Bahkan sekeliling peristiwa Isra dan Mikraj sekalipun semuanya berada dalam genggaman karunia (keberkahan) Allah (barakna haulah). Jerusalem dengan kuasaNya menjadi identik dengan keberkahanNya. Selain memang menjadi kawasan tersubur di antara semua kawasan Timur Tengah (keberkahan bumi). Juga memang diselimuti oleh keberkahan langit dengan dijadikannya tempat bagi mayoritas Rasul dan Nabi.
Demikian seterusnya dengan jelas kita dengan gamblang dapat menyaksikan demonstrasi kekuasaan Allah dalam peristiwa ini. Bahwa Rasulullah SAW yang ketika itu terjepit oleh situasi yang sangat sulit, justru kesulitan itu menjadi awal beliau diperjalankan dan diangkat ke atas puncak ketinggian itu.

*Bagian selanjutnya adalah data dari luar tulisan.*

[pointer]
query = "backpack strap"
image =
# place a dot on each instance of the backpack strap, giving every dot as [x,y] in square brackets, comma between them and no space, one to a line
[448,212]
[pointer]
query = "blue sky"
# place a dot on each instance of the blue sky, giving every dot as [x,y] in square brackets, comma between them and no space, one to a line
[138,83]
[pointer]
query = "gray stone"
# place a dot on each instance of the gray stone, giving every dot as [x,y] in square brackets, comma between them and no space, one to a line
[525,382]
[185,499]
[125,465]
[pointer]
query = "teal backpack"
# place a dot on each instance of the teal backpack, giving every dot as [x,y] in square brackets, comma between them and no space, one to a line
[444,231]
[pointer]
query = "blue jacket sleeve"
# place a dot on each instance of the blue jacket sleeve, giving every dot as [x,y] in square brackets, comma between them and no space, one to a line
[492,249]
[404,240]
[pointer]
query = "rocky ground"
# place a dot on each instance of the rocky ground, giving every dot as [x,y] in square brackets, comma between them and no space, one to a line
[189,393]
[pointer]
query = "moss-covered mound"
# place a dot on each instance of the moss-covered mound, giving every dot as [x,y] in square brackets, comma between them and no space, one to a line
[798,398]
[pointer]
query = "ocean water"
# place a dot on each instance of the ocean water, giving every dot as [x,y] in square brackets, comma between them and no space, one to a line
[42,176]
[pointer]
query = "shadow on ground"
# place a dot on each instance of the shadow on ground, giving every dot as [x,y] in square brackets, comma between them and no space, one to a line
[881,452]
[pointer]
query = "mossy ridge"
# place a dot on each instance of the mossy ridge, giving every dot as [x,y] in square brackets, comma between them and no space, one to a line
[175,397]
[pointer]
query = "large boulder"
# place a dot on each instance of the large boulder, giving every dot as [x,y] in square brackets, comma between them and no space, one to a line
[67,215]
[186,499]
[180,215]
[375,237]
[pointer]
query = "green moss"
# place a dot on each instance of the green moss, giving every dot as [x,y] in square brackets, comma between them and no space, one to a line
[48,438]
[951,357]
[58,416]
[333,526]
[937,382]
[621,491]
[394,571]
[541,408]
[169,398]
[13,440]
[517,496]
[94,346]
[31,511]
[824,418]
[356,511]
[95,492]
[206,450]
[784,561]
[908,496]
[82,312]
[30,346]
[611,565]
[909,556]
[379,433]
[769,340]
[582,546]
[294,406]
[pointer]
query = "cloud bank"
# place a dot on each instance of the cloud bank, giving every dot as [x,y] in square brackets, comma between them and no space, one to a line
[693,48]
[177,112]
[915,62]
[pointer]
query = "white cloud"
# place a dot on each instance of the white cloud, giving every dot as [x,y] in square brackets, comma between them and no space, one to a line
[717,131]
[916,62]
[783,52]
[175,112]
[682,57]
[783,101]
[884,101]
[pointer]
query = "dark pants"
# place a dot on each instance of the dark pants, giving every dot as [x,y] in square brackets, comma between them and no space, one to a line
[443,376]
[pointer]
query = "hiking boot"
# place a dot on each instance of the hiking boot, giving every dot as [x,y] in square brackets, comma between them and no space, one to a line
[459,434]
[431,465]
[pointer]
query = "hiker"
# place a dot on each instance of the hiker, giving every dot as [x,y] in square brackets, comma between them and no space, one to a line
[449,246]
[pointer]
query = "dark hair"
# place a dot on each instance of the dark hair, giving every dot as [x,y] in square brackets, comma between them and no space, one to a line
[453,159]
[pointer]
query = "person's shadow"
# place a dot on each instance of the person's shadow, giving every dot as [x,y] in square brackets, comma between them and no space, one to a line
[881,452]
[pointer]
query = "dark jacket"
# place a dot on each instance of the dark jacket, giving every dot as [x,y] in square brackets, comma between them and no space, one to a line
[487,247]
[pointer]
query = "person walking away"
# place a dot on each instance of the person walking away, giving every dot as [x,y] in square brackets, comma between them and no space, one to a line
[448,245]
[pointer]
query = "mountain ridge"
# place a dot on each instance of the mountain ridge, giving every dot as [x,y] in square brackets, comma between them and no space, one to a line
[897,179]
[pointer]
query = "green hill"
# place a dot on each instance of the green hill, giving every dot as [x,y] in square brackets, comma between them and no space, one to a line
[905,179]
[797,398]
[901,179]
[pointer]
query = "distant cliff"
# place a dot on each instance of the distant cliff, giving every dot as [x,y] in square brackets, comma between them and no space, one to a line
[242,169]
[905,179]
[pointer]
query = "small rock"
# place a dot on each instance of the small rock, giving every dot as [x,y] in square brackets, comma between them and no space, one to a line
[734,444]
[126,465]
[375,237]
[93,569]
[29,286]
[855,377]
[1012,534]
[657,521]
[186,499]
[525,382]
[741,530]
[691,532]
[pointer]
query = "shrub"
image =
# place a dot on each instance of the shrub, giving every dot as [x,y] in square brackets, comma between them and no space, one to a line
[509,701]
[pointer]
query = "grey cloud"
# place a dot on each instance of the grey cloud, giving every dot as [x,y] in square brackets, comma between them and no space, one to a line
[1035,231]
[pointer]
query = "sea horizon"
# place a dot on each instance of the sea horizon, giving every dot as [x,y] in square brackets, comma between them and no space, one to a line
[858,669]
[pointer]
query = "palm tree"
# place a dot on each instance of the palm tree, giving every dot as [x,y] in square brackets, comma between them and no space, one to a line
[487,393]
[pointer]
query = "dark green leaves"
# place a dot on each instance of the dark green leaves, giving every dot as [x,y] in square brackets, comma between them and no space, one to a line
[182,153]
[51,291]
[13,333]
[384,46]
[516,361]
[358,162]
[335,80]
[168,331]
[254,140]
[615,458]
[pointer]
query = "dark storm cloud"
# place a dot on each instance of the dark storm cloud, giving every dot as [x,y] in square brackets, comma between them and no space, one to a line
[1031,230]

Hikmah dari semua itu adalah bahwa Allah dalam memberikan pertolongan kepada hambaNya justru dengan caraNya yang unik dan sering di luar tangkapan nalar manusia. Memperjalankan merupakan simbolisasi dari menggerakkan (tahriik) dan merubah (taghyiir) dari situasi stagnasi yang menyulitkan ke situasi pergerakan dan perubahan (dinamika) yang memudahkan dan menyenangkan.
Pergerakan dan perubahan itulah yang kemudian akhirnya membawa ke arah ketinggian (kemenangan dan kesuksesan) yang membahagiakan. Mikraj adalah gambaran pendakian menuju kepada maqaam (tempat) kesuksesan tertinggi.
Akhirnya Isra Mikraj berakhir dengan karunia besar dari Allah berupa sholat. Sebuah perintah terpenting dalam Islam sebagai rukun agama. Sekaligus menjadi hadiah terbesar bagi Umat untuk melakukan perjalanan (isra) menuju kepada ketinggian (mikraj).
Sholat memang ditetapkan sebagai jalan kemenangan yang diikrarkan dengan azan: "hayya 'alas sholah, hayya alal falah". Maka sholat adalah Mikrajnya orang beriman." (hadits).
Selamat Isra Mikraj. Semoga pintu kemenangan itu semakin terbuka. Aamin!